森と街をつなぐ建築の物語 (4)

広葉樹の森のこと

街と里のつながりについて調べるなか、大阪府森林組合の花﨑由泰さんと出会い、能勢の森で取り組まれている広葉樹の林業について知りました。
 日本は国土面積の2/3が森林で、世界有数の森林国です。大都市大阪においてもその面積のうち3割が森林なことは、あまり知られていません。なかでも能勢町は、府内で最も大きい約7,700haの森林を有しています。
 能勢の森林は、約36%がスギ・ヒノキなどの人工林で、残りの64%がアカマツ、クヌギ、コナラを主とした雑木林。かつてはほとんどがマツと広葉樹の森でした。
戦後、国策としてスギ、ヒノキが植林され、その森林から木材を生む林業が主流になりました。こうした林業が推し進められる一方、天然林に元々多くある広葉樹の利用、クヌギやコナラの人工造林も小規模であるものの行われてきたのです。
能勢でも広葉樹の多くは、古くから薪や木炭など生活に欠かせないエネルギー源として、きのこ栽培の原木や有機質肥料として、繰り返し伐採・利用されてきました。
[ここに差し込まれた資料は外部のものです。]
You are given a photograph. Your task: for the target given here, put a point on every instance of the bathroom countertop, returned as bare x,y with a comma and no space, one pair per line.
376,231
人の手が入ることで更新を繰り返し、維持されてきた「里山林」です。
しかし高度成長期以降、薪や木炭から石油、電力、ガスへとエネルギー源が移行し、里山の役割が徐々に薄れ、林が放置されるように。伐採利用されることなく木が高齢大径化すると、光が届かなくなった下層の植生が乏しくなります。それにより野生動物が市街地に降り、農作物や人に被害を出す例が急増しているのです。
大阪府森林組合では、クヌギやコナラなどの雑木林を少しずつ伐採、萌芽更新し、搬出して利用することで、本来あるべき里山の再生を進めています。
 こうした森の取り組みを知り、建築を通じて街に届ける挑戦がはじまりました。